Mizinov set off at a trot, which did not at all suit his corpulent figure: the gold tassels on his epaulets fluttered like the wings of a moth. Belozerov and Fandorin disrespectfully overtook their high-ranking superior and were the first to burst in through the tall white doors.

The large room completely filled with tables was in absolute turmoil. About a dozen officials were dashing about, fussing over stacks of neat white cards set out across the tables. Erast Fandorin snatched one up and caught a brief glimpse of barely discernible figures resembling Chinese hieroglyphs. Before his eyes the hieroglyphs disappeared and the card was left absolutely blank.

“What devil’s work is this?” exclaimed the general, panting heavily. “Some kind of invisible ink?”

“I’m afraid it is far worse than that, Your Excellency,” said a gentleman with the appearance of a professor, examining a card against the light. “Captain, didn’t you say the card file was kept in something like a photographic booth?”

“Precisely so, sir,” Belozerov confirmed.

“And can you recall what kind of lighting it had? Perhaps a red lamp?”

“Absolutely right. It was a red electrical lamp.”

“Just as I thought. Alas, General Mizinov, the card archive has been lost to us and cannot be restored.”

“How’s that?” the general exclaimed furiously. “Not good enough, Mister Collegiate Counselor, you must think of something. You’re a master of your trade, a leading light—”

“But not a magician, Your Excellency. The cards were obviously treated with a special solution and it is only possible to work with them in red light. Now the layer to which the characters were applied has been exposed to daylight. Very clever, you must admit. It’s the first time I’ve come across anything of the sort.”

The general knitted his shaggy eyebrows and began snorting menacingly. The room fell silent, with the silence that comes before a storm. But the peal of thunder never came.

“Let’s go, Fandorin,” Mizinov said in a dejected tone. “You have work to finish.”


THE FINAL TWO ENCODED ENTRIES remained undeciphered. They contained information that had arrived on the final day, the thirtieth of June, and Fandorin was unable to identify them. The time had come to sum up the situation.

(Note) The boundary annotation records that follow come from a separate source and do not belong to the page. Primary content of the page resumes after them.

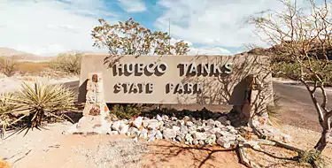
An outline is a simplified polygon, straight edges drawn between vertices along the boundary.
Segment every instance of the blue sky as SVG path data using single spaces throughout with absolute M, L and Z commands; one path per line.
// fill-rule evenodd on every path
M 244 24 L 264 10 L 282 10 L 277 0 L 0 0 L 0 47 L 41 56 L 67 50 L 104 52 L 92 47 L 98 19 L 133 18 L 152 30 L 184 40 L 189 54 L 235 54 L 248 44 L 266 47 Z

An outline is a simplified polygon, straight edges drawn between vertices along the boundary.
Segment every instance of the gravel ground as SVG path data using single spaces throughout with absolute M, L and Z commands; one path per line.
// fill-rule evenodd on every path
M 209 150 L 166 141 L 151 143 L 134 141 L 124 135 L 65 135 L 69 123 L 57 123 L 46 129 L 13 135 L 0 141 L 0 157 L 18 168 L 58 167 L 244 167 L 238 164 L 235 151 L 220 147 Z M 319 139 L 319 133 L 282 125 L 281 128 L 293 137 L 292 146 L 309 149 Z M 274 156 L 291 157 L 290 151 L 265 148 Z M 251 156 L 266 167 L 304 167 L 294 162 L 278 159 L 260 152 Z M 324 151 L 332 160 L 332 147 Z M 274 165 L 274 166 L 272 166 Z M 330 164 L 332 165 L 332 164 Z M 332 167 L 332 166 L 331 166 Z

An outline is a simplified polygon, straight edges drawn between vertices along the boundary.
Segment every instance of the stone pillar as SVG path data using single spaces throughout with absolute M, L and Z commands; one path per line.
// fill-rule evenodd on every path
M 89 76 L 83 116 L 107 117 L 110 111 L 104 102 L 102 73 L 89 73 Z
M 102 73 L 89 73 L 89 76 L 83 117 L 67 133 L 106 134 L 111 131 L 112 123 L 106 120 L 110 111 L 104 97 Z

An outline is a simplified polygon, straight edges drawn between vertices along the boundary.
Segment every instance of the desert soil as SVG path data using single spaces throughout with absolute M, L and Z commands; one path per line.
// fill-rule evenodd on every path
M 220 147 L 199 148 L 166 141 L 135 143 L 125 135 L 66 135 L 70 123 L 56 123 L 45 129 L 14 134 L 0 141 L 0 157 L 13 167 L 244 167 L 236 153 Z M 289 125 L 281 126 L 293 137 L 293 145 L 308 149 L 319 139 L 319 134 Z M 8 133 L 9 134 L 9 133 Z M 9 135 L 9 134 L 7 134 Z M 287 160 L 295 154 L 265 147 L 272 156 L 249 151 L 250 157 L 263 167 L 305 167 Z M 332 160 L 332 147 L 324 151 Z M 332 166 L 332 164 L 330 165 Z
M 21 80 L 24 80 L 4 79 L 1 82 L 1 91 L 12 91 L 18 88 Z M 77 77 L 66 78 L 51 81 L 51 83 L 69 82 L 77 86 L 78 82 L 75 80 Z M 282 92 L 282 88 L 284 88 L 279 90 Z M 305 91 L 302 88 L 291 90 L 295 90 L 297 95 Z M 289 99 L 286 99 L 287 96 L 290 96 Z M 301 99 L 293 99 L 292 96 L 291 94 L 282 95 L 282 108 L 277 117 L 281 121 L 280 128 L 292 136 L 293 141 L 290 143 L 290 145 L 302 149 L 309 149 L 314 146 L 320 135 L 318 133 L 320 128 L 316 126 L 318 125 L 315 121 L 317 117 L 310 109 L 312 108 L 310 104 L 305 103 L 304 105 Z M 124 135 L 62 134 L 70 126 L 71 124 L 66 122 L 56 123 L 41 131 L 30 131 L 26 136 L 23 136 L 24 133 L 21 133 L 5 140 L 0 140 L 0 158 L 18 168 L 244 167 L 238 163 L 234 150 L 225 150 L 220 147 L 199 148 L 166 141 L 135 143 L 131 138 Z M 287 159 L 294 157 L 293 152 L 270 147 L 264 147 L 264 149 L 269 155 L 263 155 L 259 151 L 248 151 L 251 159 L 262 167 L 305 166 Z M 332 160 L 330 144 L 323 155 L 326 160 Z M 328 167 L 332 167 L 332 164 Z

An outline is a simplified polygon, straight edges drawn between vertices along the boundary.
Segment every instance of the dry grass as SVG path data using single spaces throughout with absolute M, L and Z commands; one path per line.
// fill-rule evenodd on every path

Striding to and fro across his office, the weary General Mizinov reasoned out loud. “So, let us draw together the little that we do have. There exists a certain international organization with the provisional name of Azazel. To judge from the number of cards, which we shall now never be able to read, it has three thousand eight hundred and fifty-four members. We know something at least about forty-seven of them, or rather forty-five, since two of the entries remained undeciphered. However, that something amounts to no more than their nationality and the positions that they occupy. No name, no age, no address…What else do we know? The names of two dead Azazelians, Cunningham and Brilling. And, in addition, there is Amalia Bezhetskaya in England—if this Zurov of yours has not killed her, if she is still in England, and if that really is her name…Azazel acts aggressively, killing without hesitation. There is clearly some global purpose involved. But what is it? They are not Masons, because I myself am a member of a Masonic lodge, and no ordinary one either. Hmm…Remember, Fandorin, you didn’t hear that.”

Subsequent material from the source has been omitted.